La richiesta di più controlli e ispettori
Secondo Di Gangi, non bastano più le dichiarazioni di principio. «Servono più ispettori, più controlli e una politica istituzionale forte e costante per la sicurezza – ha sottolineato –. Non si tratta di buone intenzioni, ma di scelte politiche».
La consigliera ha ribadito che la prevenzione deve diventare una priorità reale, altrimenti si continuerà ad assistere a tragedie evitabili.
La morte di Alessio La Targia rappresenta l’ennesimo episodio di una lunga serie di incidenti sul lavoro che colpiscono soprattutto il settore edile. Una scia di sangue che solleva interrogativi sulla reale efficacia dei controlli, sull’applicazione delle norme e sulla tutela dei lavoratori.

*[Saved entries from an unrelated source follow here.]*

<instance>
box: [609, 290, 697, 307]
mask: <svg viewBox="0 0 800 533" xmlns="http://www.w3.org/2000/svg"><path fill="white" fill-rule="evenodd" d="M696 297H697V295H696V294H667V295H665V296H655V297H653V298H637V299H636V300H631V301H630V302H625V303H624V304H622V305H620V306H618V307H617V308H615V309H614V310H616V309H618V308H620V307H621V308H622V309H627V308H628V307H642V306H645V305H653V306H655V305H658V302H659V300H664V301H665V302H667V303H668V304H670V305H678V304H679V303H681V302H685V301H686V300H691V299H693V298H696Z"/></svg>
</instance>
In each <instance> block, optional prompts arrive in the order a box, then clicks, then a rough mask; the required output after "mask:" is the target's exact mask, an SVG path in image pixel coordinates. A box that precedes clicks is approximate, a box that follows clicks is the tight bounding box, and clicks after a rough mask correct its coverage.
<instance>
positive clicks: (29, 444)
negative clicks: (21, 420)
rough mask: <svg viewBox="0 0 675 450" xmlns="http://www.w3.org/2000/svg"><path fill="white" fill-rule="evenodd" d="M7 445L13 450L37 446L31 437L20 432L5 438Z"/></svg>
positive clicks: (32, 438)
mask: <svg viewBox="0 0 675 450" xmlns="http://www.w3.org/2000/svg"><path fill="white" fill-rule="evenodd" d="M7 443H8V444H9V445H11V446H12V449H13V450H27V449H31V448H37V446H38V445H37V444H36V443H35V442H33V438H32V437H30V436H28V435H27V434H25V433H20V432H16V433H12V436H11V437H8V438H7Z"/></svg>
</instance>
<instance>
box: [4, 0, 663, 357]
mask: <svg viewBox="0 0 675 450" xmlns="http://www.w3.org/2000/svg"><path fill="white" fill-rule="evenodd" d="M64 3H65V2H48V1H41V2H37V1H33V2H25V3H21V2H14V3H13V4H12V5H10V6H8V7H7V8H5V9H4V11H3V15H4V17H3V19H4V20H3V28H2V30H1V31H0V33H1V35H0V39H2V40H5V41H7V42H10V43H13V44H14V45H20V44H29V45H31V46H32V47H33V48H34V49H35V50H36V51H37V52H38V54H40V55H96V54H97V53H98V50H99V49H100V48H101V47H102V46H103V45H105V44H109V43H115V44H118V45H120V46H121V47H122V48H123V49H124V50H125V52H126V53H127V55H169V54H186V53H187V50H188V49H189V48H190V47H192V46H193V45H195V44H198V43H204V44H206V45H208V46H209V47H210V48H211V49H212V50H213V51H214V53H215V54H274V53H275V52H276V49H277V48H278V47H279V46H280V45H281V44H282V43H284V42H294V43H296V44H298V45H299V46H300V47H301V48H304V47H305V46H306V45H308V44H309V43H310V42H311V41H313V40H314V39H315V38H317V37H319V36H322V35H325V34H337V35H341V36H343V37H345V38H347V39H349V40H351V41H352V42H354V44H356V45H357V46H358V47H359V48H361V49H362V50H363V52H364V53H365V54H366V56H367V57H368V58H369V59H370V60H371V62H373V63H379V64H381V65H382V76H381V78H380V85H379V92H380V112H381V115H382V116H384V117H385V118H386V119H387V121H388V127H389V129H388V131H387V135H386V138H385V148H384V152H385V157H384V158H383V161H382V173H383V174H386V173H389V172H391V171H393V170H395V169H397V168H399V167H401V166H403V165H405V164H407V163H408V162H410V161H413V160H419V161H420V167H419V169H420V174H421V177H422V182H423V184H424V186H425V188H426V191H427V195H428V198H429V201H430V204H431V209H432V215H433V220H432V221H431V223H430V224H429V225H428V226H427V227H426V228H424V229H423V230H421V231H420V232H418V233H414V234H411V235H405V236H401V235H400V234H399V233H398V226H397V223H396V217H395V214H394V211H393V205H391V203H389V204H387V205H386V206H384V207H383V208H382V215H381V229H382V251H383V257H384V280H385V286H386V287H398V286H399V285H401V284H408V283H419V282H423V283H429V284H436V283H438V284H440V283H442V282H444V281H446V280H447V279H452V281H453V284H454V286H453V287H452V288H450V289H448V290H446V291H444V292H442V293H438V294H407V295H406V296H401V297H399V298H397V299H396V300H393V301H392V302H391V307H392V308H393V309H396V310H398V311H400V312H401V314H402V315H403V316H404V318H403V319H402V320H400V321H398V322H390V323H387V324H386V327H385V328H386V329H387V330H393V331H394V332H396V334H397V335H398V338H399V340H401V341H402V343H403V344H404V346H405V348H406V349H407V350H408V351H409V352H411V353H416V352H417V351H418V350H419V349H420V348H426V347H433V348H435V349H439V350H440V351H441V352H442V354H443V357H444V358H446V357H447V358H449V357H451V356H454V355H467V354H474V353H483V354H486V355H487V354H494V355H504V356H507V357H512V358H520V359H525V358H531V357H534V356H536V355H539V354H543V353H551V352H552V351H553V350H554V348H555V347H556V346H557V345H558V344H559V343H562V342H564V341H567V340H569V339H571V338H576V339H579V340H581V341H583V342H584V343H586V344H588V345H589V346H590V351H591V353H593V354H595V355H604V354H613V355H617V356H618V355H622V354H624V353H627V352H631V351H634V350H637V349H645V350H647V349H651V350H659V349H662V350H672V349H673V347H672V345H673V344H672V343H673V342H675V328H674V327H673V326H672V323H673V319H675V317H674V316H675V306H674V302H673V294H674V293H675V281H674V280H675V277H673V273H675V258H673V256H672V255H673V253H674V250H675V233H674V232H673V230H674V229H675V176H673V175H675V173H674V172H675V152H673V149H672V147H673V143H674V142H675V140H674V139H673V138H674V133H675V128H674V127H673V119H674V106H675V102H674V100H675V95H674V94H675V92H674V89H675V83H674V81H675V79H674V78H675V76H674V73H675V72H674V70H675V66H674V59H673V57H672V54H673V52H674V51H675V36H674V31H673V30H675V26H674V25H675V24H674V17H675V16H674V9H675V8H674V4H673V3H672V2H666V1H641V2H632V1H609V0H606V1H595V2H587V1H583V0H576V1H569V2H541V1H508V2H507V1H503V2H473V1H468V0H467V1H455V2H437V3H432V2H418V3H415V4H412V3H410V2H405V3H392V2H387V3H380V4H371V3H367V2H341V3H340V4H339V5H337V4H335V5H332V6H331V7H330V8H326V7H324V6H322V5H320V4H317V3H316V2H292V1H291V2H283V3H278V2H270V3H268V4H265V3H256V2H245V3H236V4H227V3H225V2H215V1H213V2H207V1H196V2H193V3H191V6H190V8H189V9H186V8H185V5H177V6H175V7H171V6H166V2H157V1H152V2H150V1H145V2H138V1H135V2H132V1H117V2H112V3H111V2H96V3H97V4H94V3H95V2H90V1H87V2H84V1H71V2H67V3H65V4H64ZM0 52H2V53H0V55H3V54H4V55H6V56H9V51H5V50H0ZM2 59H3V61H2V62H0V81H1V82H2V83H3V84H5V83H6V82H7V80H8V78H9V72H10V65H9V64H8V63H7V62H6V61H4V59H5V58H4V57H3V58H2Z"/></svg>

Finché la sicurezza resterà subordinata alle esigenze economiche e produttive, il rischio è che simili tragedie continuino a ripetersi. La comunità, i sindacati e le istituzioni sono ora chiamati a trasformare il dolore in azioni concrete, affinché la vita nei luoghi di lavoro torni a essere una priorità assoluta.